Yabu took a peak over and had to stifle his laughter. Inoo was lying across the floor, blocking anyone from walking into the room. One of his legs was kicked up on the doorframe as he was weaving his fingers into complicated knots.

“At least you’ve got us now,” Yabu said, “and you were doing, uh, important solar homestead things.” He pushed his handcart into one of the corners. “What exactly is a solar homestead?”

“Wait,” he sat up in a flash. “Y-you actually want to know what that is?” He waited for Yabu to nod before he kept talking. “A solar homestead is a sustainable house, and our university is one of twenty around the world competing for fame and glory. We’ll be judged on ten criteria like innovation, electrical energy balance, and energy efficiency. I was on the architectural design team last semester, and we’re currently in the building phase. When we get done, we’re taking our house to France for the competition.”

Inoo was a whirlwind when he talking, mouth and fingers flying as he described every moment.
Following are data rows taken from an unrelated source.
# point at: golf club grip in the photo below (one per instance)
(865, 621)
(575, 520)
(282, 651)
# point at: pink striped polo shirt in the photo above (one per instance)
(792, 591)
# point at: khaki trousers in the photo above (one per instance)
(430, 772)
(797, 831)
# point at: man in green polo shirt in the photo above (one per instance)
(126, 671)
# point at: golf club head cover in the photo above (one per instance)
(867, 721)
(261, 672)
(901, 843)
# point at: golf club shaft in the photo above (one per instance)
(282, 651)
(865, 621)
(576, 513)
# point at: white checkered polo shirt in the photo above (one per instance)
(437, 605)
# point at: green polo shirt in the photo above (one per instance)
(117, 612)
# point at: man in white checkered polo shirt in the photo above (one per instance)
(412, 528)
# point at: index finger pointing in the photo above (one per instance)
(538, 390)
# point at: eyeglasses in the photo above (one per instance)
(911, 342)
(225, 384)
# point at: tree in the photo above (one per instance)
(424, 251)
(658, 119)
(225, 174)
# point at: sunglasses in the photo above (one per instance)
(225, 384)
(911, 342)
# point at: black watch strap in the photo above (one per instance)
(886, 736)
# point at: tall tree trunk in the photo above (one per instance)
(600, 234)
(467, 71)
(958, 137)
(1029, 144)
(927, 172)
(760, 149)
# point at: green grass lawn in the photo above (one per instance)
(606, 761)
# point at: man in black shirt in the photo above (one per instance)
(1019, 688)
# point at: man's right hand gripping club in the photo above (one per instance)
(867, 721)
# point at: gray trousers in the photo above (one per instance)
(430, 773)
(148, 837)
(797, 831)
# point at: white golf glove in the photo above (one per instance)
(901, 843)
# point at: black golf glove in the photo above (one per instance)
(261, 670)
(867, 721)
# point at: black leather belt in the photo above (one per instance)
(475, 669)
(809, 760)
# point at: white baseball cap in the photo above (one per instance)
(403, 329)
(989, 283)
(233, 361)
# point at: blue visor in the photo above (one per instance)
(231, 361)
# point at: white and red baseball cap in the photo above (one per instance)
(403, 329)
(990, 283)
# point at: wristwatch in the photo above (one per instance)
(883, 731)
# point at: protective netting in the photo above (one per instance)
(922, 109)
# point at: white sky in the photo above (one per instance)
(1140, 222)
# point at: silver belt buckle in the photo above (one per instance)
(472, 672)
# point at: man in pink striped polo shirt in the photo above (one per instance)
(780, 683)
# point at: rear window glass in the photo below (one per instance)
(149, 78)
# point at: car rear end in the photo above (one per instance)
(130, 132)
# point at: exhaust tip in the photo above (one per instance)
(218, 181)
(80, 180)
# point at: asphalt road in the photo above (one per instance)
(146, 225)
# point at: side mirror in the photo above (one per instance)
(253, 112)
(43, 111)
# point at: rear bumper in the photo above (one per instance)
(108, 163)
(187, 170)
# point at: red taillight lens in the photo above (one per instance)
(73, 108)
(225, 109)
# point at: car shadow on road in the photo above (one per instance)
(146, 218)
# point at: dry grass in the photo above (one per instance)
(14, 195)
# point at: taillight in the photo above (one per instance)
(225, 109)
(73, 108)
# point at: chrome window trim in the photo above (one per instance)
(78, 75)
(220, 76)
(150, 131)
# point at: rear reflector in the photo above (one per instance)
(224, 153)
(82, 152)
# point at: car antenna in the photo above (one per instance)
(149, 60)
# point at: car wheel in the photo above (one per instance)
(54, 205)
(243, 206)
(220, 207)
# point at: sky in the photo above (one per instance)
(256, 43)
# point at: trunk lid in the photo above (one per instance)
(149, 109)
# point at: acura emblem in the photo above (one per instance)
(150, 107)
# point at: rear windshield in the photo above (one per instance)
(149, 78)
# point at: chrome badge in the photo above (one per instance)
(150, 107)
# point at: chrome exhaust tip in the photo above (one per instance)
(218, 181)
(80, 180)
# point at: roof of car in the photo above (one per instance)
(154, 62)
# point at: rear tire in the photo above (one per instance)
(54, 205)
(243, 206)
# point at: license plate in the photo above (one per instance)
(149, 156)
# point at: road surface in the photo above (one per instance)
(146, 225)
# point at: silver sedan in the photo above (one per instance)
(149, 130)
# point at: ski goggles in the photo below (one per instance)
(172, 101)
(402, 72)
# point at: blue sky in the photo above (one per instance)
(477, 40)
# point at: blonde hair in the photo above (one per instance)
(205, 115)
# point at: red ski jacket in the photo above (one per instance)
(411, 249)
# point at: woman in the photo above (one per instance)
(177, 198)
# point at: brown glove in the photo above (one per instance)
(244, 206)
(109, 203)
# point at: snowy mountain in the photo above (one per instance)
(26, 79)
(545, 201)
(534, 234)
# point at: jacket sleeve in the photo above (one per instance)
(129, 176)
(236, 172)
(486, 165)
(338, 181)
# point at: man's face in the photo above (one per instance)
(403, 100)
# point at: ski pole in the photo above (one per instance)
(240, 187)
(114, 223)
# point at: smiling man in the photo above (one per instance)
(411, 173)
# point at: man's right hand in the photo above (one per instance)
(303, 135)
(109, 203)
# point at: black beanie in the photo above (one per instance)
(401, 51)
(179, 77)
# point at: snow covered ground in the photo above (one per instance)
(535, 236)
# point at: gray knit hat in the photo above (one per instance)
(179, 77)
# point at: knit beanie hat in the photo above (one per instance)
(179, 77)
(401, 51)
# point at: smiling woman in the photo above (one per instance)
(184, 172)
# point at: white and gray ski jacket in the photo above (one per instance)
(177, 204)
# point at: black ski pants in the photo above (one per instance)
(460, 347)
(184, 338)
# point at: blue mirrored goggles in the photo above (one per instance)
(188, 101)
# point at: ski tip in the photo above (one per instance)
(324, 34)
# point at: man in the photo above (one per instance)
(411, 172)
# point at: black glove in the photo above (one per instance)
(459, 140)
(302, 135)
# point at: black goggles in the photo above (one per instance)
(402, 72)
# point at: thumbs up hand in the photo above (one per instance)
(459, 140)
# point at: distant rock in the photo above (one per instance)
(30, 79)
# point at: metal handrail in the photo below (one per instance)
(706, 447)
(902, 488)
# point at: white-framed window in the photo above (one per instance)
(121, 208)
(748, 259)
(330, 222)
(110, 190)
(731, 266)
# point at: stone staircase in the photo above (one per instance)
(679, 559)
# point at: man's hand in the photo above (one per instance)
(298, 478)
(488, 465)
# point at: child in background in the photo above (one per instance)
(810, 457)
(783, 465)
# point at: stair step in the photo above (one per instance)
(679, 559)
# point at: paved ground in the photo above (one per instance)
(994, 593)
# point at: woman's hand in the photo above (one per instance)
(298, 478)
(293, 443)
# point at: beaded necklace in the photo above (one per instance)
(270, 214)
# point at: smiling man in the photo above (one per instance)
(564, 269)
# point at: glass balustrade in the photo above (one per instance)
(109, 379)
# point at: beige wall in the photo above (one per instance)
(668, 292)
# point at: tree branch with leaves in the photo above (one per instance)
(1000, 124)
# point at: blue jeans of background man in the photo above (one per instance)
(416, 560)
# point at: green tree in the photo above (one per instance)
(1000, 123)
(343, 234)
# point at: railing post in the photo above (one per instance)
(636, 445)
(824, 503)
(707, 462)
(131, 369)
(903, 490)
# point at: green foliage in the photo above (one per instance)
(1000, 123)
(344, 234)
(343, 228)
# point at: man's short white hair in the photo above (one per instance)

His eyes looked so bright as he talked, a smile tugging at his lips as he described the architectural details of the home and picked out those that had been used from his concept. It was hard to believe not moments before he had been seeking help for an explosion and had been lying across Yabu’s floor. 

“Are you some sort of mad scientist? This sounds incredible,” Yabu said

“Architect, but same thing,” Inoo shrugged. “Oh, I should bring back some of my designs to show you some time. I promise they’re really cool and make you loose your underwear.”

“I think you mean blow your socks off.”

Inoo rolled his eyes. “Same thing.”

* * *

The next few days passed in a blur before Yabu’s eyes. Every day around lunchtime Inoo stopped by asking if he wants to get lunch before whisking him away to the far sides of campus for food in the cafeteria.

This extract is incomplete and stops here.